Want to Spice Up Your Store’s Holiday Decor? Start With Trashing the Tinsel

Sparkling tinsel and garlands are December decor staples, but when it comes to gussying up your store for the holidays, they could be doing you more harm than good.

While decorating may fall at the bottom of your to-do list during the busiest sales period of the year, it merits careful consideration. A store draped in tired-looking trimmings can actually turn off shoppers. Conversely, a clean, contemporary scheme has the power to lure in potential buyers.
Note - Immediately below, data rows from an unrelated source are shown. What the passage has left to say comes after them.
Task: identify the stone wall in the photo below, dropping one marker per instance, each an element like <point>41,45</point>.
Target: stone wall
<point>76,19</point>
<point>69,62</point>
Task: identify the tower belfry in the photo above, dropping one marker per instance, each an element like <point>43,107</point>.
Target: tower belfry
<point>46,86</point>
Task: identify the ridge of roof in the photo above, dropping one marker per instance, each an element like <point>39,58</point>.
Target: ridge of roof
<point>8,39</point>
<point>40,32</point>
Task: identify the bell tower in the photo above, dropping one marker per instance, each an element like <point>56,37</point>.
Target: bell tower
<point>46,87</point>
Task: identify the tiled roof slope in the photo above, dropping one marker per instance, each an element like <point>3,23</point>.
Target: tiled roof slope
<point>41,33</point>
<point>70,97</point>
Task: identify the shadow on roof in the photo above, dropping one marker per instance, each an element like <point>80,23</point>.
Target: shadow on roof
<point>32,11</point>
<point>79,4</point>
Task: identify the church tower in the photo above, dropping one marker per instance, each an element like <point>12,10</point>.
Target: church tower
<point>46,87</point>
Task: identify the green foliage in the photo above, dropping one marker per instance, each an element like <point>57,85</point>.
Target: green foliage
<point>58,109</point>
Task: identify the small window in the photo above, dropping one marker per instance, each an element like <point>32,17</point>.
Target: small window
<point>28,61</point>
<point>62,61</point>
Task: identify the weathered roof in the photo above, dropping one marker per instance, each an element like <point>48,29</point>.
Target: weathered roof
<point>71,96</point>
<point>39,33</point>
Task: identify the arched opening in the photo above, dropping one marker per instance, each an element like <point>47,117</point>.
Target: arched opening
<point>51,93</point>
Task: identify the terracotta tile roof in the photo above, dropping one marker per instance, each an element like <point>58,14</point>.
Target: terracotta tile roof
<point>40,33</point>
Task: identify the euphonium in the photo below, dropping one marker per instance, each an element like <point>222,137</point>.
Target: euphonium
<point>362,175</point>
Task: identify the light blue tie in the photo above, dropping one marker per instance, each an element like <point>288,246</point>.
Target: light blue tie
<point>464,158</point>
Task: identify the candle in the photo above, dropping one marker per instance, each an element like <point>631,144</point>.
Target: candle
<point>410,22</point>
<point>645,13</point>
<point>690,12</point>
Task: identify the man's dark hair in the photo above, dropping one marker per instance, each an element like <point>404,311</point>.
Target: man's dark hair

Shoppers delight in creative holiday displays, and how your store looks during this crucial time directly affects how it will perform.

“You can’t just plop down an old tree and expect it to look fresh,” says decorator Allyson Paris, owner of Allyson Paris Designs in Fair Lawn, N.J.

A fan of posh-looking holiday design elements such as mirrored trays (for champagne!), boxes wrapped in metallic paper, and vases, Paris recommends that retailers add monochromatic sparkle to pump up the festive vibe. “Pick a color scheme that’s new,” she says. “It should be two or three colors at most, and you can repeat that over and over again throughout the store.”

Nathan Turner, one of Hollywood’s most in-demand interior designers, says his go-to trick for streamlining holiday decor is to settle on a single color—he loves red because it’s “so warm and cheery”—then play with texture by combining unexpected elements in that same color.

“These days it’s all about reusing materials in creative, unexpected, and beautiful ways,” says Turner, who has transformed rooms with all-orange accents and mismatched plaids for the holidays. “Color selection is always critical. Sometimes it’s fun to add a pop of blue, which isn’t typically used during the holiday season.”

Julia Ladd, senior property manager for mall developer Macerich, oversees the rambling holiday decor scheme at Santa Monica Place in Santa Monica, Calif. Her fashionably stripped-down vignettes feature purist staples such as tiny white lights, 8-foot wreaths, and giant plain-glass (never quaintly painted) ornaments.

“We always go for really clean lines,” says Ladd, who recommends experimenting with nontraditional colors—such as blue-green and pinky-red—to achieve a modern look. “I like the minimal side of holiday decoration.”

As for accents to avoid, both Turner and Ladd profess an aversion to fuss and frills. “Big floppy bows, pine cones, significant amounts of garland—these things look dated to me,” says Ladd. “Think clean white lights. We use thousands of them all over the center.”

To avoid any overtly religious overtones in your decor, skip depictions of holy figures, crosses, and other nonsecular hallmarks—though Ladd and Paris agree that the Christmas tree and menorah have become safely secular in our consumerist culture. “It’s a holiday tree and it can represent what anyone wants it to be,” says Paris.

Turner circumvents religion in his designs by focusing on natural elements. “Branches, sticks, twigs, even fruit such as pomegranates, crab apples, figs, and artichokes can give you that holiday feel without [pitting] one religion over another,” he says.